We can see with images throughout history of the importance of antlers within aspects of fertility, of masculinity, (of femininity when looking at Elen of the Ways, so a balance of energy in that regard) but also as a representation of man’s connection with nature. I can’t talk for the British Isles as I’m an Australian who’s never stepped foot there, but from the story of Herne and the knowledge that a white stag is so incredibly rare that the King must have the honour of bringing it down, we can see the importance of stags within the animal kingdom at this stage in time.

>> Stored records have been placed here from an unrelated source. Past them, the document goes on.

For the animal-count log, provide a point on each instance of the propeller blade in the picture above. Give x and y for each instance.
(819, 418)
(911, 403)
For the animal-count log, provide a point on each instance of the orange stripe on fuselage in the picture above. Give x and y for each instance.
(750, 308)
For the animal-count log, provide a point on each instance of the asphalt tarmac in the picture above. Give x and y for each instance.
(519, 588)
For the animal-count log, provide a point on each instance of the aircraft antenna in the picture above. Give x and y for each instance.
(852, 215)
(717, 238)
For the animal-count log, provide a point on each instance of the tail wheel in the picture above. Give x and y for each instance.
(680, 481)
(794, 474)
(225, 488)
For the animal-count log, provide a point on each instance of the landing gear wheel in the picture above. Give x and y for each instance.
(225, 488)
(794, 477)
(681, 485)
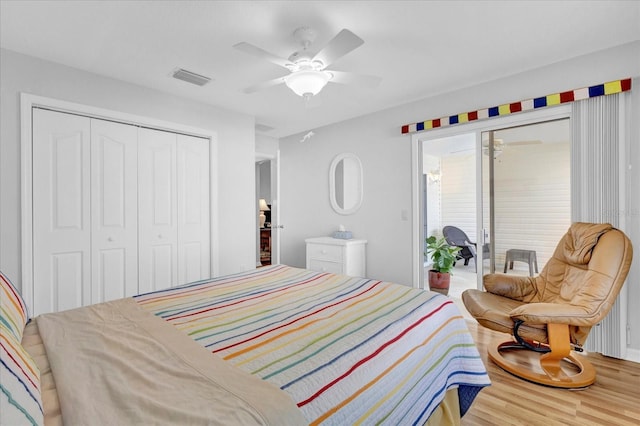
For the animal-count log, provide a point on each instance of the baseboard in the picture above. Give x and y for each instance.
(633, 355)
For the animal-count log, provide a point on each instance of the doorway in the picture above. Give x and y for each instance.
(526, 181)
(267, 210)
(436, 155)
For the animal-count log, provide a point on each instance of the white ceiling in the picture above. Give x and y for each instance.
(418, 48)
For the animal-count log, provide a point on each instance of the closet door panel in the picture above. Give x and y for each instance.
(157, 210)
(61, 211)
(194, 246)
(114, 210)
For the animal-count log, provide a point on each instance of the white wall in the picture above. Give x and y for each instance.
(386, 160)
(236, 192)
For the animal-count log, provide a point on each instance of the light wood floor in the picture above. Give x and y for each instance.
(614, 399)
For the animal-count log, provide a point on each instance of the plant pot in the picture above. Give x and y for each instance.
(439, 282)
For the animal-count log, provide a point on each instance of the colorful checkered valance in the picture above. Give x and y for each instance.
(527, 105)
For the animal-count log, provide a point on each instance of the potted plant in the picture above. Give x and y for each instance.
(444, 257)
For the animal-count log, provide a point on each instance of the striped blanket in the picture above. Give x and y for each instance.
(347, 350)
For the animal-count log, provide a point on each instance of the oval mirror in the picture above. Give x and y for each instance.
(345, 183)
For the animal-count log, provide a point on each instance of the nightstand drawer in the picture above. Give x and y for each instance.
(325, 252)
(325, 266)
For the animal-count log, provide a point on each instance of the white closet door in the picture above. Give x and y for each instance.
(61, 211)
(194, 246)
(114, 181)
(157, 210)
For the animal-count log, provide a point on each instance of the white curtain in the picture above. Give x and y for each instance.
(598, 195)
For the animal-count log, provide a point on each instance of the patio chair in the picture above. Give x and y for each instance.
(457, 237)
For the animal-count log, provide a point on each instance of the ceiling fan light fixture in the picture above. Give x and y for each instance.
(307, 83)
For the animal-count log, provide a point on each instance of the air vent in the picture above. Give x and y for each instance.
(263, 128)
(190, 77)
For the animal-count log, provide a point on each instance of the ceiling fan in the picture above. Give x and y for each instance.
(308, 73)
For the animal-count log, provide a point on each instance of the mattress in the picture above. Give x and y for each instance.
(277, 345)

If you have been watching The Crown on Netflix, there’s a scene in the early stages of season four where the Royal Family are around the table eating and discussing who would have the honour of bringing down the largest stag to have graced the Royal Grounds in an age.
Antlers are shed. They are regrown each season. The males use them in the rut, to combat each other for superiority, for rites within the herd. Within those few examples we can see it as an aspect of death, life, regeneration. As an aspect of strength and power. And to feel them grow each season, pushing through bone and sinue… the physical pressure and change and the ability to with stand that each season speaks to the strength of the animal, and in turn Herne.
Did He choose to come to Spirit with antlers? Was it apart of the spell that the Magi cast on Herne to assist with His healing? Was it all coincidence? Does He shed his antlers? How does Herne feel about them? Outside of UPG/SPG, who knows. One would assume he is used to them after 620 years from death (or there abouts).
[ Yes. When the math is done, given his connection to King Richard II, Herne would’ve died around 620 years ago. ]
In a rare book on Herne, Herne the Hunter: a Berkshire Legend by Michael John Petry, it is mentioned that the Berkshire region to which Herne hails has very strong Anglo-Saxon connections, moreso than Celtic. That “…there is certainly no lack of evidence that among the Anglo-Saxon and Germanic tribes the stag was regarded as a symbol of political authority and kingly power.” Could Herne have chosen to come back with antlers as a way of showing authority over those who wronged him? Could it be his claim to the forest, his claim to the land he held so dear?
Unfortunately I seem to have created more questions than answers, but for those who work with Herne we can use these questions to ask Him, to get to know Him better, and maybe in ways we hadn’t considered.